I challenge anyone to find a profession so negatively impacted by fees with regard to the residential mortgage side, where appraisers literally lost their clients overnight after HVCC . and then were asked to work for those same clients by third-party AMCs who would take a huge cut of the fee. Some appraisers left the business, or left the mortgagee lending side, or struggled for years to get enough private or direct lender orders to stave off working for AMC's. But not all could manage to do that.
Fast forward to today- the WAIVER product has stripped an estimated 20% of volume from appraisers and it might be higher. (it is difficult to get a straight answer on the percent ) Add in that other volume has gone to hybrids, and up to 30% of volume might be lost.. That can translate to 20-30% appreciation will be starved out since ther is no volume of private work to make up for the loss. Mortgage lending work is finite as well, but it has and continues to be the bulk of res appraisal work.
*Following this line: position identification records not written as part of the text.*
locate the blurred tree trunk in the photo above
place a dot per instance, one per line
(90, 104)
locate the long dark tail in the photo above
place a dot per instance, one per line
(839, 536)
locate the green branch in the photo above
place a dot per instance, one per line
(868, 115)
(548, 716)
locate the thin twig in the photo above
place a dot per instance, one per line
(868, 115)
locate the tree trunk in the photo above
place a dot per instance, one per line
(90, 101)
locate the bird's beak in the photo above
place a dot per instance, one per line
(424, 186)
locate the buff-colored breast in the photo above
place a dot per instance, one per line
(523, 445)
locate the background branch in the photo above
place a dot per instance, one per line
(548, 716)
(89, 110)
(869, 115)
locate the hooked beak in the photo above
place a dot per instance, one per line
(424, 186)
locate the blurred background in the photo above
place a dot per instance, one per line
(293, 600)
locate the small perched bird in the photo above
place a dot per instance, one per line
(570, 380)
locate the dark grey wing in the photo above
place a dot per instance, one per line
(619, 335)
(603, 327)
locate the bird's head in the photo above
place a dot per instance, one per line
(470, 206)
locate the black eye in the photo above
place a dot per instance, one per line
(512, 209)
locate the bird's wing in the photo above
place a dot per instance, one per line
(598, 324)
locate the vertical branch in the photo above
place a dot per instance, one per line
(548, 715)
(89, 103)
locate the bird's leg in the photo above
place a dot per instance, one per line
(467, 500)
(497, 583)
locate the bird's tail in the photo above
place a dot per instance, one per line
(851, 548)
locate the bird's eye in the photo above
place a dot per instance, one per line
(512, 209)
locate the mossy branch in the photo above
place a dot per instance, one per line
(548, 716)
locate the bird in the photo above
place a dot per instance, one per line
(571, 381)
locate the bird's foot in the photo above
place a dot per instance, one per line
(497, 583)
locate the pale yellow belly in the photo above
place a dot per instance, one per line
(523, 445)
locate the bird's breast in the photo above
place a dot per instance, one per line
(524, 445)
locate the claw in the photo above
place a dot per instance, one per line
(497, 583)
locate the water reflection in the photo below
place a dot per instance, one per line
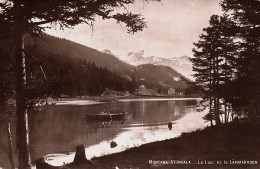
(58, 129)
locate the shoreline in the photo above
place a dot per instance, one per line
(233, 145)
(95, 100)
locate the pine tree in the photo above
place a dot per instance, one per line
(30, 16)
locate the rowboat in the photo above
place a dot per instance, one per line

So yes, some appraisers should think proactively of existing and a number are or already have. That might put some remaining appraisers in a better position with fees, but not by much, as long as the AMC is allowed to be compensated from a portion of the appraiser fee. Some appraisers can find work at a county assessor office, and some work on staff for an AMC - yuck, but to each their own.
I personally do not think that AI can do an appraisal ( only a human can since an appraisal is an opinion). I don't even think AI will be very good at the other work it is supposed to replace us for. AI can only replace so much as other professions are finding. I think it will recede when a lot of it turns out to be hype - while it does well in some fields, it is poorly suited to others, or only suited to a specialized task. AVM and regression are already well developed as they can be used for their own segment of work in valuation. With a limited use as well - these types of products and appraisals integrate or compliment each other, not replace each other.